Development version:

You can install the development version of taxonbridge with devtools:

install.packages(c("devtools", "rmarkdown"))
devtools::install_github("MoultDB/taxonbridge", build_vignettes = TRUE)
library(taxonbridge)

taxonbridge can be also be updated/re-installed/overwritten with either of the preceding installation options.

Available methods and how to use them

See the taxonbridge documentation for detailed descriptions of the available methods and see the workflow for how to use the methods. Custom taxonomies in taxonbridge always have the following 29 columns. All columns have the character data type. Column names with links are GBIF column names that are also Darwin Core controlled vocabulary terms.

Column name Description
taxonID GBIF identifier
canonicalName GBIF/NCBI scientific name
taxonRank GBIF rank
parentNameUsageID GBIF parent ID
acceptedNameUsageID GBIF accepted ID
originalNameUsageID GBIF original ID
taxonomicStatus GBIF taxonomic status
kingdom GBIF kingdom name
phylum GBIF phylum name
class GBIF class name
order GBIF order name
family GBIF family name
genericName GBIF genus name
specificEpithet GBIF species name
infraspecificEpithet GBIF subspecies name
from_GBIF GBIF provenance indicator
ncbi_id NCBI identifier
ncbi_lineage_names NCBI full lineage names
ncbi_lineage_ids NCBI full lineage IDs
ncbi_rank NCBI rank
ncbi_lineage_ranks NCBI full lineage ranks
ncbi_kingdom NCBI kingdom name
ncbi_phylum NCBI phylum name
ncbi_class NCBI class name
ncbi_order NCBI order name
ncbi_family NCBI family name
ncbi_genus NCBI genus name
ncbi_species NCBI species name
from_NCBI NCBI provenance indicator

Examples

A 2000 row example subset of a previously merged taxonomy is bundled with taxonbridge and can be loaded as follow:

library(taxonbridge)
example_1 <- load_sample()

Want to try more than a sample? Download a larger dataset and load it as follow:

library(taxonbridge)
example_2 <- load_population("path/to/downloaded/dataset")

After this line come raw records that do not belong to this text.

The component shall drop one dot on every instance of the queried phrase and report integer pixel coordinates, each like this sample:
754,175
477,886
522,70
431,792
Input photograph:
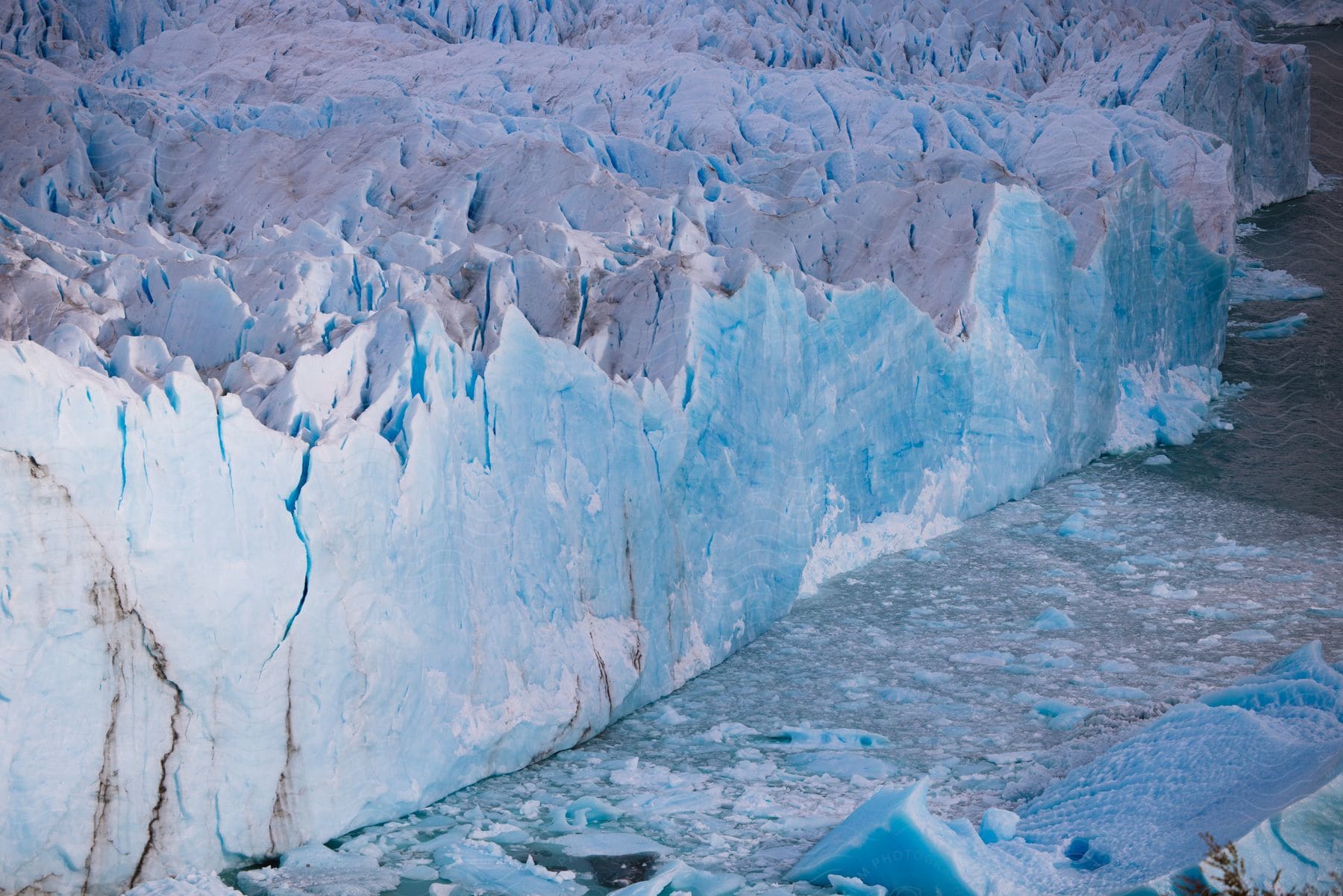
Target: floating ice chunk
317,871
997,825
1162,590
830,738
983,657
842,765
1060,715
187,884
583,812
1276,330
1162,406
669,716
853,887
1225,547
1054,619
1250,283
483,865
678,877
1260,758
893,842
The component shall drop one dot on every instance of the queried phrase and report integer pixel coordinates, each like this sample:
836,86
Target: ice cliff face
395,394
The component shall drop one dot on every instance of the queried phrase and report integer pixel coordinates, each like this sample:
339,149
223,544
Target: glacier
1259,762
398,392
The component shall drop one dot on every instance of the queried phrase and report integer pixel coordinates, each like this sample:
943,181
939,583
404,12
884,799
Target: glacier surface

You can also prepare a dataset yourself which requires the use of external data and software. The most current NCBI and GBIF taxonomic data can be downloaded as follow:

download_gbif()
download_ncbi()

Once the downloads are complete, the paths to the downloaded files will be reported to your terminal. A single file is downloaded from the GBIF (Taxon.tsv) while four files are downloaded from the NCBI (nodes.dmp, names.dmp, delnodes.dmp and merged.dmp). Take note of the location of these files. The NCBI files require further parsing with Taxonkit. Read the download_ncbi() documentation for instructions on how to parse the NCBI files.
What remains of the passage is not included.